We have very little of the same kind in England. In
the Tower of London there is an effigy of Queen Elizabeth going to the
city to give thanks for the defeat of the Spanish Armada. This looks as
if it might have been the work of some one of the Valsesian sculptors.
There are also the figures that strike the quarters of Sir John Bennett's
city clock in Cheapside. The automatic movements of these last-named
figures would have struck the originators of the Varallo chapels with
envy. They aimed at realism so closely that they would assuredly have
had recourse to clockwork in some one or two of their chapels; I cannot
doubt, for example, that they would have eagerly welcomed the idea of
making the cock crow to Peter by a cuckoo-clock arrangement, if it had
been presented to them. This opens up the whole question of realism
_versus_ conventionalism in art--a subject much too large to be treated
here.
As I have said, the founders of these Italian chapels aimed at realism.
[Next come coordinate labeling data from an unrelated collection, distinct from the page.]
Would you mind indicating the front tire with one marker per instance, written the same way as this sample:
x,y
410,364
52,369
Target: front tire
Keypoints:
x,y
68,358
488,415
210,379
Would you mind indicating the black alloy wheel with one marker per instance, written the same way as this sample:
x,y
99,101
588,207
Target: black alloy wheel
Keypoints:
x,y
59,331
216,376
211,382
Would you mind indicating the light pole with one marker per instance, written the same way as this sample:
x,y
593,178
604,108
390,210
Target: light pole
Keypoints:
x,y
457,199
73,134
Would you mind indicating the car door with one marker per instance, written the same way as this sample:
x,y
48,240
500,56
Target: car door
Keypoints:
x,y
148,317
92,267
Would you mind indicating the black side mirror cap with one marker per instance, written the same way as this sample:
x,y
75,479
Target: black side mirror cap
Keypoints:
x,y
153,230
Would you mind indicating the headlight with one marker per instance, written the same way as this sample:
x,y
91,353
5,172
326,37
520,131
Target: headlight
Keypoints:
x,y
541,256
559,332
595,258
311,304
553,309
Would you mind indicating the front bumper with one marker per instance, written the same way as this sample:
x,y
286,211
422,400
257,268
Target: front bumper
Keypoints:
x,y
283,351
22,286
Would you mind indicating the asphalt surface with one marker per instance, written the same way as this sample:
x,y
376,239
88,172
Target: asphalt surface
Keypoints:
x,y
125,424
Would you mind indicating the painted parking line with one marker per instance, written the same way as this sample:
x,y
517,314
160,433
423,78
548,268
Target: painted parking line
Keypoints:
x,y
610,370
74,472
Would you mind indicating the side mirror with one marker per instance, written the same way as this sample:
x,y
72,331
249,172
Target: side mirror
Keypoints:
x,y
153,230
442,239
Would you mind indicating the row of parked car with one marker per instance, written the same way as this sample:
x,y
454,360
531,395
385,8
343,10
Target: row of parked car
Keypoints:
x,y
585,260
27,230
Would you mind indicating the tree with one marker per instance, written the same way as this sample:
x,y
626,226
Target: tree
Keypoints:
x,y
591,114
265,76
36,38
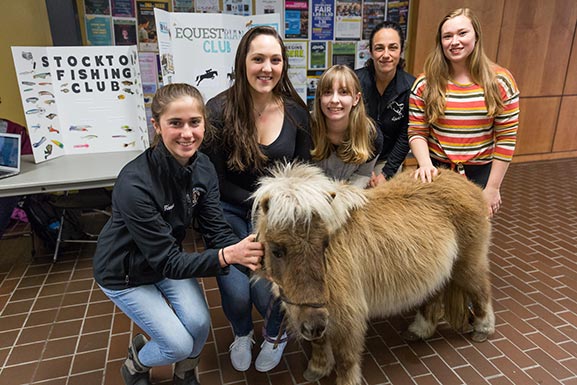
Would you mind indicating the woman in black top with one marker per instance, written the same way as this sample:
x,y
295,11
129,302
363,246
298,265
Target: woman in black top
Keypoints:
x,y
386,89
259,120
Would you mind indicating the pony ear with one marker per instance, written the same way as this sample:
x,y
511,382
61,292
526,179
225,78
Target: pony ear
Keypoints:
x,y
264,203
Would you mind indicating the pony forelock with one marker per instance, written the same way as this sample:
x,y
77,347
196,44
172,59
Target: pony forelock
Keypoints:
x,y
296,192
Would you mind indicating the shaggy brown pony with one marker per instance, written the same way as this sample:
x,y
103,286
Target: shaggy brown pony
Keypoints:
x,y
338,255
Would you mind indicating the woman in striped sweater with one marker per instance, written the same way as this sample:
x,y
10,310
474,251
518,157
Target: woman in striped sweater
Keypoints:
x,y
464,109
Each chapel was intended as an illustration, and the desire was to bring
the whole scene more vividly before the faithful by combining the
picture, the statue, and the effect of a scene upon the stage in a single
work of art. The attempt would be an ambitious one though made once only
in a neighbourhood, but in most of the places in North Italy where
anything of the kind has been done, the people have not been content with
a single illustration; it has been their scheme to take a mountain as
though it had been a book or wall and cover it with illustrations.